Cullinan, who was previously in charge of RBS's "bad bank" and had been praised for running down its unwanted assets more quickly than expected, was promoted to executive chairman of its Corporate and Institutional Bank (CIB) on Feb. 26.

A source familiar with the matter said that his departure is because of a disagreement over the implementation of strategy.

RBS, which is 79 percent owned by the British government, plans to shrink the investment bank, pulling out of 25 countries across Europe, Asia and the Middle East to leave it focussing on British operations.

That will result in the loss of thousands of jobs and about 60 percent of the investment bank's assets.

RBS has already shrunk its investment bank substantially since the 2007/09 financial crisis and last month said it would cut its assets on a risk-adjusted basis to between 35 billion pounds and 40 billion pounds by 2019, against 107 billion pounds at the end of last year.

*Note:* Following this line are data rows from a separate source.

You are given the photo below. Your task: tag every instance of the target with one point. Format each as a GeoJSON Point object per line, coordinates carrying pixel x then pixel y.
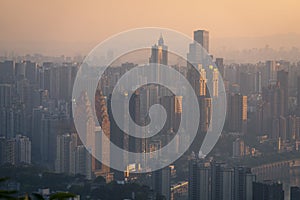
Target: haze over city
{"type": "Point", "coordinates": [72, 28]}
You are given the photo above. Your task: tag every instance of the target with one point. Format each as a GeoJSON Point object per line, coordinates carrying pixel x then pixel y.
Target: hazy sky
{"type": "Point", "coordinates": [46, 24]}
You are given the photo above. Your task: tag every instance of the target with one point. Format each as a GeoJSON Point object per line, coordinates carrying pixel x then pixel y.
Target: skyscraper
{"type": "Point", "coordinates": [237, 113]}
{"type": "Point", "coordinates": [161, 181]}
{"type": "Point", "coordinates": [220, 65]}
{"type": "Point", "coordinates": [295, 193]}
{"type": "Point", "coordinates": [298, 93]}
{"type": "Point", "coordinates": [159, 55]}
{"type": "Point", "coordinates": [202, 37]}
{"type": "Point", "coordinates": [282, 78]}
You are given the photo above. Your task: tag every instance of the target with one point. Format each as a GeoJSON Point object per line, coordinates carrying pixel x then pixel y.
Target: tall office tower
{"type": "Point", "coordinates": [104, 122]}
{"type": "Point", "coordinates": [199, 180]}
{"type": "Point", "coordinates": [238, 148]}
{"type": "Point", "coordinates": [31, 71]}
{"type": "Point", "coordinates": [243, 180]}
{"type": "Point", "coordinates": [50, 125]}
{"type": "Point", "coordinates": [291, 127]}
{"type": "Point", "coordinates": [161, 182]}
{"type": "Point", "coordinates": [177, 113]}
{"type": "Point", "coordinates": [205, 105]}
{"type": "Point", "coordinates": [222, 181]}
{"type": "Point", "coordinates": [202, 82]}
{"type": "Point", "coordinates": [7, 151]}
{"type": "Point", "coordinates": [197, 58]}
{"type": "Point", "coordinates": [295, 193]}
{"type": "Point", "coordinates": [6, 93]}
{"type": "Point", "coordinates": [23, 149]}
{"type": "Point", "coordinates": [7, 72]}
{"type": "Point", "coordinates": [216, 181]}
{"type": "Point", "coordinates": [63, 152]}
{"type": "Point", "coordinates": [298, 94]}
{"type": "Point", "coordinates": [83, 161]}
{"type": "Point", "coordinates": [237, 113]}
{"type": "Point", "coordinates": [282, 78]}
{"type": "Point", "coordinates": [159, 55]}
{"type": "Point", "coordinates": [258, 82]}
{"type": "Point", "coordinates": [268, 190]}
{"type": "Point", "coordinates": [247, 83]}
{"type": "Point", "coordinates": [36, 132]}
{"type": "Point", "coordinates": [282, 128]}
{"type": "Point", "coordinates": [20, 71]}
{"type": "Point", "coordinates": [202, 37]}
{"type": "Point", "coordinates": [215, 82]}
{"type": "Point", "coordinates": [270, 73]}
{"type": "Point", "coordinates": [6, 118]}
{"type": "Point", "coordinates": [117, 135]}
{"type": "Point", "coordinates": [220, 65]}
{"type": "Point", "coordinates": [72, 145]}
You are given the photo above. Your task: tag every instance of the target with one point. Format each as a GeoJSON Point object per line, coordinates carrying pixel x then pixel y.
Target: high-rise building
{"type": "Point", "coordinates": [237, 113]}
{"type": "Point", "coordinates": [161, 182]}
{"type": "Point", "coordinates": [238, 148]}
{"type": "Point", "coordinates": [199, 180]}
{"type": "Point", "coordinates": [7, 71]}
{"type": "Point", "coordinates": [282, 78]}
{"type": "Point", "coordinates": [298, 93]}
{"type": "Point", "coordinates": [215, 83]}
{"type": "Point", "coordinates": [215, 181]}
{"type": "Point", "coordinates": [23, 149]}
{"type": "Point", "coordinates": [202, 81]}
{"type": "Point", "coordinates": [63, 152]}
{"type": "Point", "coordinates": [267, 191]}
{"type": "Point", "coordinates": [258, 82]}
{"type": "Point", "coordinates": [15, 151]}
{"type": "Point", "coordinates": [6, 118]}
{"type": "Point", "coordinates": [220, 65]}
{"type": "Point", "coordinates": [202, 37]}
{"type": "Point", "coordinates": [243, 181]}
{"type": "Point", "coordinates": [159, 55]}
{"type": "Point", "coordinates": [83, 161]}
{"type": "Point", "coordinates": [270, 73]}
{"type": "Point", "coordinates": [295, 193]}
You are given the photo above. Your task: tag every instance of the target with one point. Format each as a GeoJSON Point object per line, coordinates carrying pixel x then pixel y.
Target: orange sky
{"type": "Point", "coordinates": [91, 21]}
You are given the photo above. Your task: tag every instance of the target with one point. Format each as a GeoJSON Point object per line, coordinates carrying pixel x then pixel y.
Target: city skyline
{"type": "Point", "coordinates": [76, 28]}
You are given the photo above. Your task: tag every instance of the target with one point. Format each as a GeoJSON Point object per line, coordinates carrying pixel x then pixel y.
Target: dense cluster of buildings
{"type": "Point", "coordinates": [262, 100]}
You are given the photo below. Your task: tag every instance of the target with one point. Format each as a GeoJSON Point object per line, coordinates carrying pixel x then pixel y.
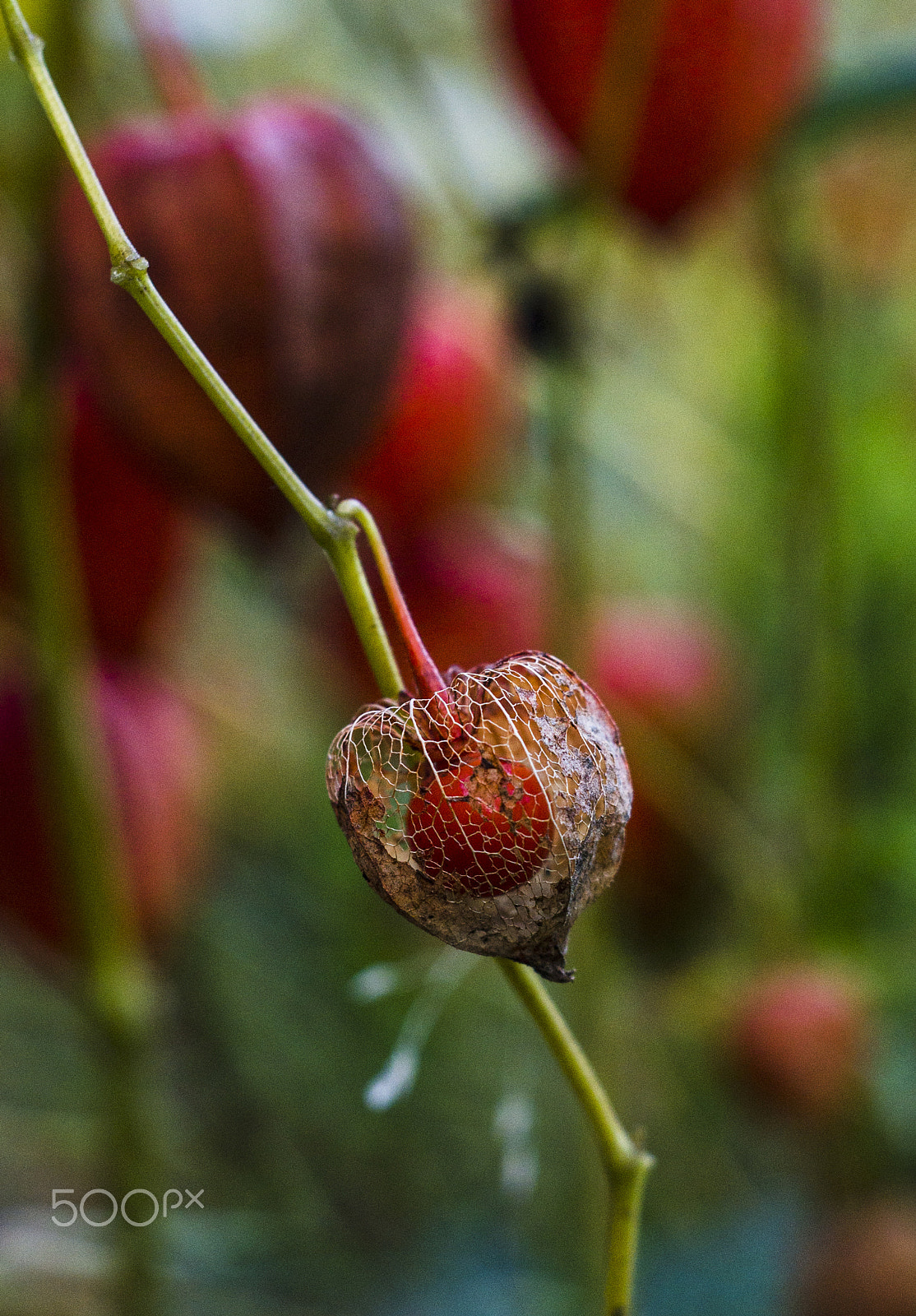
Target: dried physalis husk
{"type": "Point", "coordinates": [488, 813]}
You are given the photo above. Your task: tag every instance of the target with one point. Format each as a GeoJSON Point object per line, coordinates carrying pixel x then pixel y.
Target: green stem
{"type": "Point", "coordinates": [626, 1165]}
{"type": "Point", "coordinates": [567, 511]}
{"type": "Point", "coordinates": [333, 533]}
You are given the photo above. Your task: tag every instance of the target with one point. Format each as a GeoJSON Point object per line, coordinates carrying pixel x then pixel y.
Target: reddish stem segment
{"type": "Point", "coordinates": [427, 675]}
{"type": "Point", "coordinates": [171, 70]}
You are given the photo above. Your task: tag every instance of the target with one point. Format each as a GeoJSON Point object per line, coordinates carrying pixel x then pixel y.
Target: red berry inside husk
{"type": "Point", "coordinates": [282, 245]}
{"type": "Point", "coordinates": [483, 828]}
{"type": "Point", "coordinates": [491, 811]}
{"type": "Point", "coordinates": [720, 76]}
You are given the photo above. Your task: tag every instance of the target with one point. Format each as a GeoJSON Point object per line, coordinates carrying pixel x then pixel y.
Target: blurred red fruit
{"type": "Point", "coordinates": [799, 1043]}
{"type": "Point", "coordinates": [662, 658]}
{"type": "Point", "coordinates": [283, 248]}
{"type": "Point", "coordinates": [132, 539]}
{"type": "Point", "coordinates": [158, 770]}
{"type": "Point", "coordinates": [477, 587]}
{"type": "Point", "coordinates": [720, 78]}
{"type": "Point", "coordinates": [456, 407]}
{"type": "Point", "coordinates": [863, 1263]}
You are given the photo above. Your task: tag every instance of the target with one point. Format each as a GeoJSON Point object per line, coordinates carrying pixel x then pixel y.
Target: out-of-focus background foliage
{"type": "Point", "coordinates": [378, 1129]}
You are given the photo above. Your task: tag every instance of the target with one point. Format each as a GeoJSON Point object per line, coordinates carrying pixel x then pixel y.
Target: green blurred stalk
{"type": "Point", "coordinates": [626, 1165]}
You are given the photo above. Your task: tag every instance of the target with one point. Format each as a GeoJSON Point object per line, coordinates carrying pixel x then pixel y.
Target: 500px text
{"type": "Point", "coordinates": [171, 1201]}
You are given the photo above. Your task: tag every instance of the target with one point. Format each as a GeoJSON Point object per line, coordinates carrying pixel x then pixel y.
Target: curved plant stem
{"type": "Point", "coordinates": [129, 269]}
{"type": "Point", "coordinates": [428, 677]}
{"type": "Point", "coordinates": [626, 1165]}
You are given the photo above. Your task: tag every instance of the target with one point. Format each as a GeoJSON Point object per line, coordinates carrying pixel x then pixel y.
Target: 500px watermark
{"type": "Point", "coordinates": [171, 1201]}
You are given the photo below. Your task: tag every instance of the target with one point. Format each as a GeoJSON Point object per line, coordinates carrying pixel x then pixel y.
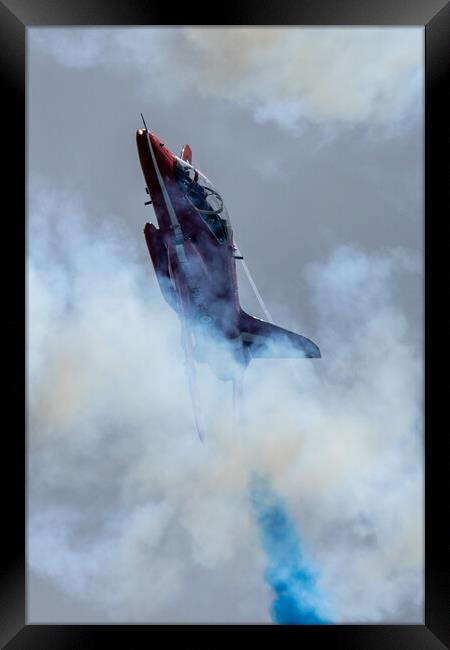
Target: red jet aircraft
{"type": "Point", "coordinates": [194, 257]}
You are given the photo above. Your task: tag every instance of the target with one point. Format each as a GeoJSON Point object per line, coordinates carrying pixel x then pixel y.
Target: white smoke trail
{"type": "Point", "coordinates": [128, 511]}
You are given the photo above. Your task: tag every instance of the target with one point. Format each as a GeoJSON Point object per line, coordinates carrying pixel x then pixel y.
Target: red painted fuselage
{"type": "Point", "coordinates": [193, 254]}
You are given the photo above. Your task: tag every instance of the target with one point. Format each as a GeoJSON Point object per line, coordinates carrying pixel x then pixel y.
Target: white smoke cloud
{"type": "Point", "coordinates": [295, 77]}
{"type": "Point", "coordinates": [126, 507]}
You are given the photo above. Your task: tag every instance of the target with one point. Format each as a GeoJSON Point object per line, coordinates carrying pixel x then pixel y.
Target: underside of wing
{"type": "Point", "coordinates": [266, 340]}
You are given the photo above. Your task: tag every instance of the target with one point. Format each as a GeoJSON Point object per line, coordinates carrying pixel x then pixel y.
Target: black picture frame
{"type": "Point", "coordinates": [15, 17]}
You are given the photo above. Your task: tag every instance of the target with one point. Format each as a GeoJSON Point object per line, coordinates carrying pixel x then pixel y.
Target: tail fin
{"type": "Point", "coordinates": [264, 339]}
{"type": "Point", "coordinates": [186, 154]}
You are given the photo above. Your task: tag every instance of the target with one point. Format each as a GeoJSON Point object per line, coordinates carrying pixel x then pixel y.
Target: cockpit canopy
{"type": "Point", "coordinates": [205, 199]}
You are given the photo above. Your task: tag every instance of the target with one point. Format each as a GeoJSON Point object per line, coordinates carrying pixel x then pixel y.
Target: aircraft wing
{"type": "Point", "coordinates": [266, 340]}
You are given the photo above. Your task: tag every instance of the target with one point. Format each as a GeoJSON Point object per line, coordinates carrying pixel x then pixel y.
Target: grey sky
{"type": "Point", "coordinates": [310, 154]}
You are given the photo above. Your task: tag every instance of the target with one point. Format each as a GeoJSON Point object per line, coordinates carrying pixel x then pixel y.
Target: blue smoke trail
{"type": "Point", "coordinates": [294, 585]}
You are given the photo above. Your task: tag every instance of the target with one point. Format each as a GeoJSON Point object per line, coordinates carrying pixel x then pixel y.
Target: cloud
{"type": "Point", "coordinates": [334, 78]}
{"type": "Point", "coordinates": [126, 508]}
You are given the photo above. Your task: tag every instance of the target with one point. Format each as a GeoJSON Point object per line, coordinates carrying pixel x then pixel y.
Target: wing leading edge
{"type": "Point", "coordinates": [266, 340]}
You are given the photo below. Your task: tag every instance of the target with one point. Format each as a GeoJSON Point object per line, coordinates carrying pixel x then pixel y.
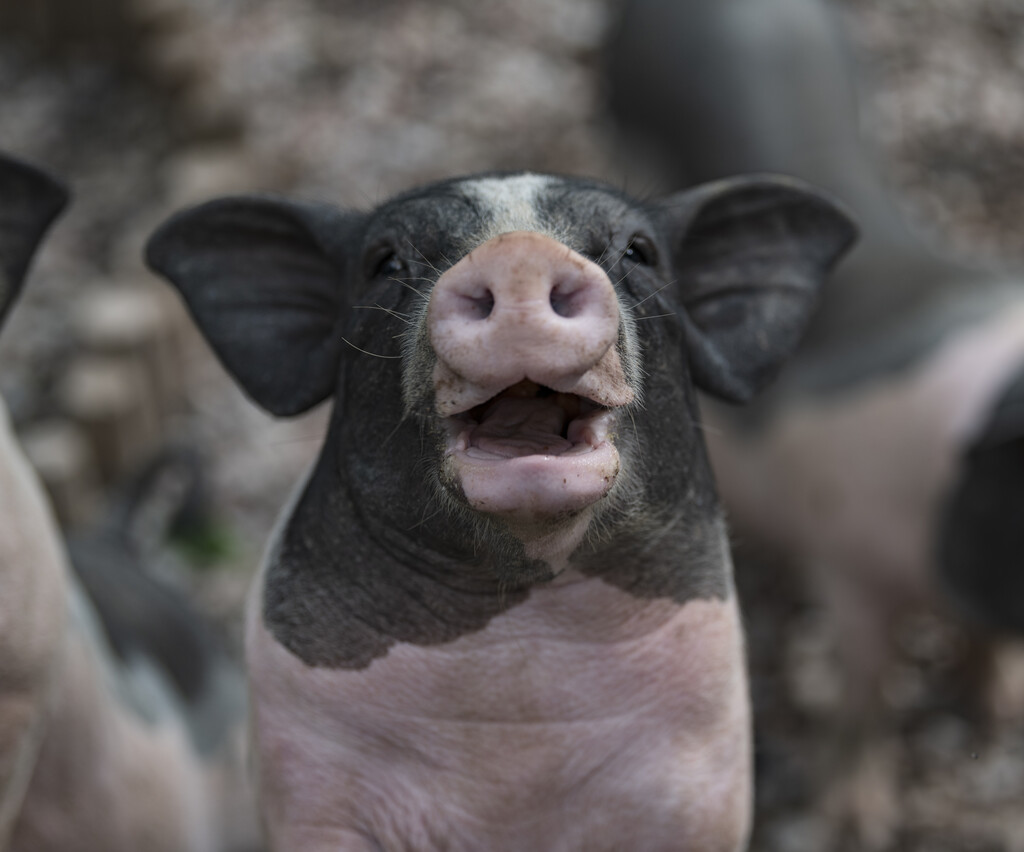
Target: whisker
{"type": "Point", "coordinates": [403, 317]}
{"type": "Point", "coordinates": [406, 283]}
{"type": "Point", "coordinates": [651, 295]}
{"type": "Point", "coordinates": [372, 354]}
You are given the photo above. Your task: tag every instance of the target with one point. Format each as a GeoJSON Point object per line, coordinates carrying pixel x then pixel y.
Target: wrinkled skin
{"type": "Point", "coordinates": [499, 612]}
{"type": "Point", "coordinates": [95, 754]}
{"type": "Point", "coordinates": [887, 462]}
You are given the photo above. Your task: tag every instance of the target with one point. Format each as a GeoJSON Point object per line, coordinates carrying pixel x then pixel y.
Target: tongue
{"type": "Point", "coordinates": [514, 427]}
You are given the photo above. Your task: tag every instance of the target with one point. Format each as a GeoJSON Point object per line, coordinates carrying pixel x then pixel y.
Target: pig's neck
{"type": "Point", "coordinates": [344, 584]}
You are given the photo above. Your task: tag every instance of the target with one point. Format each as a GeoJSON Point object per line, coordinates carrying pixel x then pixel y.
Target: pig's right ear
{"type": "Point", "coordinates": [264, 279]}
{"type": "Point", "coordinates": [751, 254]}
{"type": "Point", "coordinates": [30, 201]}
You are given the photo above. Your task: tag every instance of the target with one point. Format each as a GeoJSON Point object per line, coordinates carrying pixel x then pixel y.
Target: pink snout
{"type": "Point", "coordinates": [524, 306]}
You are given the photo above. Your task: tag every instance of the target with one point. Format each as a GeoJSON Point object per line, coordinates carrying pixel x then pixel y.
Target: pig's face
{"type": "Point", "coordinates": [513, 359]}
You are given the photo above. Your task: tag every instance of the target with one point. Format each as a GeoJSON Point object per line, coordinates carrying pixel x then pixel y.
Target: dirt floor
{"type": "Point", "coordinates": [164, 102]}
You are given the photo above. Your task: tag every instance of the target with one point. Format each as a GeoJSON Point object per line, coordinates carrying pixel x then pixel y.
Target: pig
{"type": "Point", "coordinates": [499, 612]}
{"type": "Point", "coordinates": [886, 462]}
{"type": "Point", "coordinates": [101, 750]}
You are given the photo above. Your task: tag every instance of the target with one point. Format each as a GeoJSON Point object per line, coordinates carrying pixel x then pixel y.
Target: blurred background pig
{"type": "Point", "coordinates": [151, 104]}
{"type": "Point", "coordinates": [121, 719]}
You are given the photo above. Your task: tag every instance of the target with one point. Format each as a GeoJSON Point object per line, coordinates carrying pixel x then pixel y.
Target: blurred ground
{"type": "Point", "coordinates": [148, 104]}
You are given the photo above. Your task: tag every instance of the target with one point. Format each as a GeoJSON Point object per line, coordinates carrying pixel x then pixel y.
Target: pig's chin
{"type": "Point", "coordinates": [532, 455]}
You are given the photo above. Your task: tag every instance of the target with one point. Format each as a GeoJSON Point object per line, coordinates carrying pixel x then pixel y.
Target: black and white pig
{"type": "Point", "coordinates": [100, 748]}
{"type": "Point", "coordinates": [500, 613]}
{"type": "Point", "coordinates": [888, 461]}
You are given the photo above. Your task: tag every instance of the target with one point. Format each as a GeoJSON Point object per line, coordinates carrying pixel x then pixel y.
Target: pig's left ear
{"type": "Point", "coordinates": [750, 255]}
{"type": "Point", "coordinates": [30, 201]}
{"type": "Point", "coordinates": [264, 280]}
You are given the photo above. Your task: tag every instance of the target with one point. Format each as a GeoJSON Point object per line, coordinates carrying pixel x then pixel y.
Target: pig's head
{"type": "Point", "coordinates": [513, 360]}
{"type": "Point", "coordinates": [30, 201]}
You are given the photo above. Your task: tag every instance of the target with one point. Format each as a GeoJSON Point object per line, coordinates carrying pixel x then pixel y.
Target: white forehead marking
{"type": "Point", "coordinates": [511, 202]}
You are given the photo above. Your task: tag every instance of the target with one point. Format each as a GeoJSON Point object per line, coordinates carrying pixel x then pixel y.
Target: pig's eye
{"type": "Point", "coordinates": [640, 250]}
{"type": "Point", "coordinates": [389, 266]}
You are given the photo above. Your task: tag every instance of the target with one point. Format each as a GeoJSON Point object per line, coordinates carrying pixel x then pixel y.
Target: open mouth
{"type": "Point", "coordinates": [532, 453]}
{"type": "Point", "coordinates": [528, 419]}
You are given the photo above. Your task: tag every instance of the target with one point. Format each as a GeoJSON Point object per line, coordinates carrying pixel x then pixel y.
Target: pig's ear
{"type": "Point", "coordinates": [30, 201]}
{"type": "Point", "coordinates": [750, 255]}
{"type": "Point", "coordinates": [264, 279]}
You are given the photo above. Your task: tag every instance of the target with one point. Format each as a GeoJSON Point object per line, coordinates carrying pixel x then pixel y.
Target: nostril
{"type": "Point", "coordinates": [566, 299]}
{"type": "Point", "coordinates": [477, 307]}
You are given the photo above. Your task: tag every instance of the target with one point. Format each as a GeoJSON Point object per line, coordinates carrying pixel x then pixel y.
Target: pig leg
{"type": "Point", "coordinates": [32, 576]}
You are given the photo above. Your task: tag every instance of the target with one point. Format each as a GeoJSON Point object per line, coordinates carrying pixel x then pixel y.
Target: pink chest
{"type": "Point", "coordinates": [576, 720]}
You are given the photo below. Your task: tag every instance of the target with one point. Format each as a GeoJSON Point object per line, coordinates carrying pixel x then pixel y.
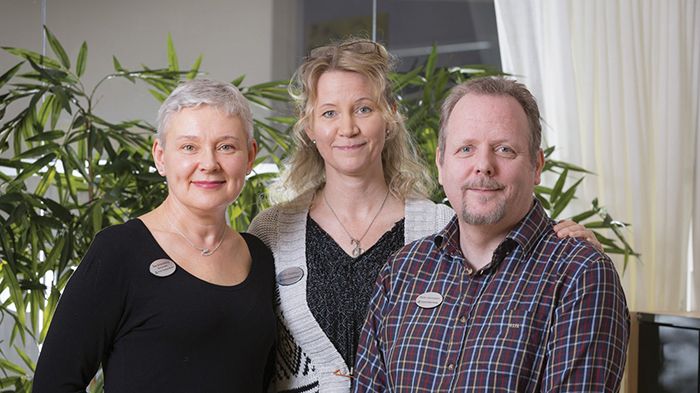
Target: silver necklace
{"type": "Point", "coordinates": [355, 242]}
{"type": "Point", "coordinates": [204, 251]}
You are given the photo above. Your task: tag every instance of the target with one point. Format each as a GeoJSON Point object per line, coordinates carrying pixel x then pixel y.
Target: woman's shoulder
{"type": "Point", "coordinates": [425, 217]}
{"type": "Point", "coordinates": [119, 234]}
{"type": "Point", "coordinates": [268, 220]}
{"type": "Point", "coordinates": [424, 205]}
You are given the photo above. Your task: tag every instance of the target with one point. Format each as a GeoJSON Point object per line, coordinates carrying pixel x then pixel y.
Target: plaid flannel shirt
{"type": "Point", "coordinates": [546, 315]}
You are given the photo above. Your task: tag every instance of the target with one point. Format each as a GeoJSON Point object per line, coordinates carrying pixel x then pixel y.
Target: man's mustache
{"type": "Point", "coordinates": [483, 184]}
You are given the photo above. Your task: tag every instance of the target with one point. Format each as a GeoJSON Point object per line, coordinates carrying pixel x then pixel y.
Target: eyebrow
{"type": "Point", "coordinates": [194, 138]}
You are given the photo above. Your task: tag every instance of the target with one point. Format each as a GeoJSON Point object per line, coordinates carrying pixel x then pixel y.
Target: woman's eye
{"type": "Point", "coordinates": [364, 110]}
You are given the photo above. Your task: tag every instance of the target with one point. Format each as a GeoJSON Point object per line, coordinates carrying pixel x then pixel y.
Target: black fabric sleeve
{"type": "Point", "coordinates": [86, 320]}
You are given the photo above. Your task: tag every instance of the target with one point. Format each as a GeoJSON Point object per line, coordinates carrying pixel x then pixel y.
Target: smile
{"type": "Point", "coordinates": [208, 184]}
{"type": "Point", "coordinates": [350, 147]}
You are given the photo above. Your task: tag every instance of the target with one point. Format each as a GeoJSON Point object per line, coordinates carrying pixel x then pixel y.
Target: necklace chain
{"type": "Point", "coordinates": [355, 242]}
{"type": "Point", "coordinates": [204, 251]}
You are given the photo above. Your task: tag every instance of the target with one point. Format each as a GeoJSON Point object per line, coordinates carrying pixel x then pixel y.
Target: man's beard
{"type": "Point", "coordinates": [488, 218]}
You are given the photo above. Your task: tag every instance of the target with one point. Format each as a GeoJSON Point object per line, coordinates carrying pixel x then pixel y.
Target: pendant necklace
{"type": "Point", "coordinates": [204, 251]}
{"type": "Point", "coordinates": [355, 242]}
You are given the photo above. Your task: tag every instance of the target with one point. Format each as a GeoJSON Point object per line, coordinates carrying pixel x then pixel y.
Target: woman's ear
{"type": "Point", "coordinates": [158, 156]}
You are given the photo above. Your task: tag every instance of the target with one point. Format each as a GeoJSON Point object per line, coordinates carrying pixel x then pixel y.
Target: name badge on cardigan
{"type": "Point", "coordinates": [290, 275]}
{"type": "Point", "coordinates": [162, 267]}
{"type": "Point", "coordinates": [429, 300]}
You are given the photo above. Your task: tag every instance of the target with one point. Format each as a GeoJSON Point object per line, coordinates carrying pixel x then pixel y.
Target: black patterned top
{"type": "Point", "coordinates": [339, 286]}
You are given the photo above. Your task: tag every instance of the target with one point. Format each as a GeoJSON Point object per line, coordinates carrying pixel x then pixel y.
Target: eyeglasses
{"type": "Point", "coordinates": [362, 47]}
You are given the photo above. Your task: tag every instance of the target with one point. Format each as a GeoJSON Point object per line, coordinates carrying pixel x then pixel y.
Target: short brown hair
{"type": "Point", "coordinates": [494, 86]}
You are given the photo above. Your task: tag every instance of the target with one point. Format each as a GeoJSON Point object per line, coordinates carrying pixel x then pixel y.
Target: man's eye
{"type": "Point", "coordinates": [505, 150]}
{"type": "Point", "coordinates": [465, 149]}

"Let me be quite clear, this marks the end of the standalone global investment bank model for RBS," CEO Ross McEwan said at the time.

Cullinan was appointed as head of CIB on the same day as those plans were announced, so he agreed on the broad strategy, the source said, adding that the disagreement was over "how to get there".

One of the best paid executives at the bank, Cullinan was this month awarded shares worth 2.1 million pounds, vesting between 2016 and 2020.

RBS said on Monday that Chris Marks, chief executive of commercial and institutional banking, and Mark Bailie, chief executive of its non-core capital resolution business, will become co-CEOs of CIB.